Big Bubba Rogers is the Big Bossman reverting to his original name due to the WWF’s trademarks not allowing him to use the Big Boss Man character.

Pretty typical Hogan match here with Bubba getting heat on Hulk for most of it. Hogan fires up and Ten Punches Bubba in the corner. Hogan Clotheslines Bubba in the corner and then slams him. Bubba comes back and slams Hogan. Bubba misses a corner charge and then catches Hogan with the Boss Man Slam. Hogan Hulks Up, then hits the Big Boot and the Leg Drop for the pin at 7:10.

Analysis: *1/2. Standard Hogan match.

Hogan and Hart celebrate, then get jumped by the Dungeon of Doom. Luger joins him and they clean house together. They go face to face. Sting and Savage hit the ring and try to calm things down. We go to commercial with tension in the ring.
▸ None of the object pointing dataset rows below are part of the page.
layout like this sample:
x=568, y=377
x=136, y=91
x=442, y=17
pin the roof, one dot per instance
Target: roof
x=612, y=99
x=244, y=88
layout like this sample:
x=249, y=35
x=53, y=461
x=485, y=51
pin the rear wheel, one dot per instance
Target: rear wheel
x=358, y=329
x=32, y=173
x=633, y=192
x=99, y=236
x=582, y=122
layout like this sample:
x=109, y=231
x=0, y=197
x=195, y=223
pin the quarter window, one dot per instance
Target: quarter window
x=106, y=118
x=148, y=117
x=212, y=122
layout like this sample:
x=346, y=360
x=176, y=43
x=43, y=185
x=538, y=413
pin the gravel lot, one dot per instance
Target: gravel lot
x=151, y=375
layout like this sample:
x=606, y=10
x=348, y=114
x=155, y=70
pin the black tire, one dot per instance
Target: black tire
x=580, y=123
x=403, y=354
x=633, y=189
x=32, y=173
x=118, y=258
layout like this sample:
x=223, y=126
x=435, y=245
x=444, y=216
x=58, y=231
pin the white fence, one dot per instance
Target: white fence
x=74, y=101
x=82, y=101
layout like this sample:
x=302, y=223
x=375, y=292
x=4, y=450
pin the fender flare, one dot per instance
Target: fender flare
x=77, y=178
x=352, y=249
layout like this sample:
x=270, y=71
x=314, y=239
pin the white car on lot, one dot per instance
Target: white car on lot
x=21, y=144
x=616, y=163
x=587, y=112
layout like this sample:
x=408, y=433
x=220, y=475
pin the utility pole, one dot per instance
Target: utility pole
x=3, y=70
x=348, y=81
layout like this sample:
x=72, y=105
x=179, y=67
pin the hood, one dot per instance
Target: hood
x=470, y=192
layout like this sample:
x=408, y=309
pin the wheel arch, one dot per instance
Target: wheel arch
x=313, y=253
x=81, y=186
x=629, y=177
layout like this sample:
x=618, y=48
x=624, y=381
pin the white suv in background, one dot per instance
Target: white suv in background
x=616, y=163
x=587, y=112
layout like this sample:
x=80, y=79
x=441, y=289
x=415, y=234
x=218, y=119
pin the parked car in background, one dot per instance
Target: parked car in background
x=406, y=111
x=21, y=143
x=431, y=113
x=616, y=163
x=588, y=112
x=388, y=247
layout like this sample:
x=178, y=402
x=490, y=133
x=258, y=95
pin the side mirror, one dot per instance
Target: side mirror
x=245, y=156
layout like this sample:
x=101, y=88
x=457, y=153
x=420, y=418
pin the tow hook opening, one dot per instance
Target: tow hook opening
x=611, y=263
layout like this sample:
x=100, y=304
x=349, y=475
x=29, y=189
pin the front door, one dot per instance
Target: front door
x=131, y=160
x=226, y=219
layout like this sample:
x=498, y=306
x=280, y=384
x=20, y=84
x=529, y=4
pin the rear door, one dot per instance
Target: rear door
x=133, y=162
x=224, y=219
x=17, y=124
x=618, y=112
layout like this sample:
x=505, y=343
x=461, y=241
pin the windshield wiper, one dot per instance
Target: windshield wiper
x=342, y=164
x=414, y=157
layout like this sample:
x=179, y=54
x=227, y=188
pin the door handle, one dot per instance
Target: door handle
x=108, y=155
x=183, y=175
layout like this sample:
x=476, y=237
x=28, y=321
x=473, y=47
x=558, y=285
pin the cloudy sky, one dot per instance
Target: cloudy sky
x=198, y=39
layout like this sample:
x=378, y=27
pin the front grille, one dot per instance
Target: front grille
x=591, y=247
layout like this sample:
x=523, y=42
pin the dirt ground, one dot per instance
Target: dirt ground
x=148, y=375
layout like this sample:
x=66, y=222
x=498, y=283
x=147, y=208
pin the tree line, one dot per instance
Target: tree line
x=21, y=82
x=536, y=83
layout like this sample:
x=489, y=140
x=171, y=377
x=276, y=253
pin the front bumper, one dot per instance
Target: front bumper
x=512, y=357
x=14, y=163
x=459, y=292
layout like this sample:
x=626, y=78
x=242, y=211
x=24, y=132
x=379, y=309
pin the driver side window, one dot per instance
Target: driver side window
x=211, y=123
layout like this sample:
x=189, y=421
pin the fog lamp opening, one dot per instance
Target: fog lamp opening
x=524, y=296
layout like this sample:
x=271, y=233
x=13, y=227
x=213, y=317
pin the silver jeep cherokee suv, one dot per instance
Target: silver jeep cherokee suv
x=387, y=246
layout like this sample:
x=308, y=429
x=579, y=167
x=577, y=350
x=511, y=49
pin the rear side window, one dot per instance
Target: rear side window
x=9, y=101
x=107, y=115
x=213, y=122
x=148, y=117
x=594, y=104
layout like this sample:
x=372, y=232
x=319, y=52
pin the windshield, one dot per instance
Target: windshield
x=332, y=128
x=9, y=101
Segment Grade: B+. The match wasn’t fantastic, but Hogan main eventing was definitely the right call for this show. I like Luger saving Hogan and teasing a brawl between the two, and going to commercial with them face to face is a good way to keep fans from changing the channel.

When we come back, Gene Okerlund is in the ring. As always, he doesn’t know what the hell is going on. Hogan says Luger has no business being here. Luger says he’s there because he wants to be WCW Champion. Hogan says there’s no way Luger’s going to beat him. He says he’ll put the title on the line next week. Luger and Hogan shake hands and we have a monster main event for next week.

In case you’re curious, the match went to a No Contest after interference from the Dungeon of Doom. Afterwards, Hogan was suspicious of Luger because the Dungeon guys only attacked Hogan. Regardless, Hogan asked Luger to take Vader’s place on Hogan’s team for WarGames and Luger accepted.

We go back to the announce table, where Bischoff, Heenan, and McMichael preview next week’s show. Flogging a dead horse here, but I wish they would do more of that in WWE today. Give people something to look forward to next week.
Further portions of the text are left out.